年上の男
車の中で話をする。
「お姉ちゃんを知ってるんですか?」
「あ、ああ・・・夏穂とは高校が一緒でさ・・・あいつの彼氏が俺の友達だったから自然と話すようになった。・・・まさか妹だとは・・・」
「高校時代の彼氏って・・・須藤さん?」
「おお。
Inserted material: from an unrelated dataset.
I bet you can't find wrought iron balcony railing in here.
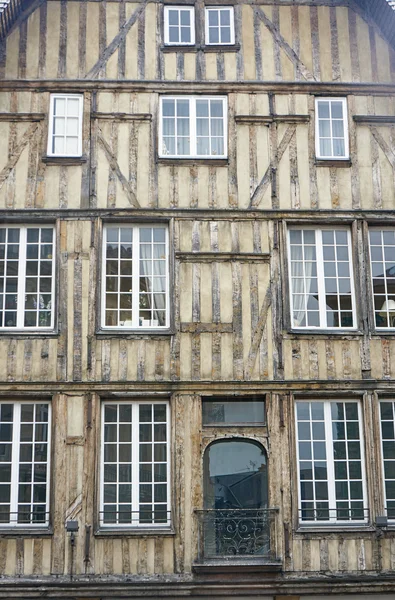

雷太(ライタ)のこと知ってんの?」
「はい、お姉ちゃんが高校の時、何回か家に遊びに来てたから・・・」
「そっか」
「元気なんですか?須藤さん」
「うん、元気にバリバリ働いてる」
「そうですか」
懐かしいな。
良く家に遊びに来ては、一緒に話をしてくれてたっけ。
卒業する頃には別れたって言ってたから。
それっきり会えなくなっちゃったけど。
「それより、今日は遊園地でいいの?」
「はい!一度行ってみたくて。1人で行けないし・・・友達は高所恐怖症だから絶対行かないって言われて・・・」
「そっか。絶叫マシーン乗れる?」
「乗れますよ~。それが1番の目的なんです~。矢崎さん乗れるんですか?」
「俺も大好きなんだよね~」
『大好き』にキュン。
自分が言われたわけでもないのに・・・。
「へぇ~。じゃあ楽しみましょうね~」
「あいあい~」
お姉ちゃんが来てくれて、なんだか緊張が取れたみたいに、矢崎さんは普通になって行った。
それにつられるように私も普通に話が出来た。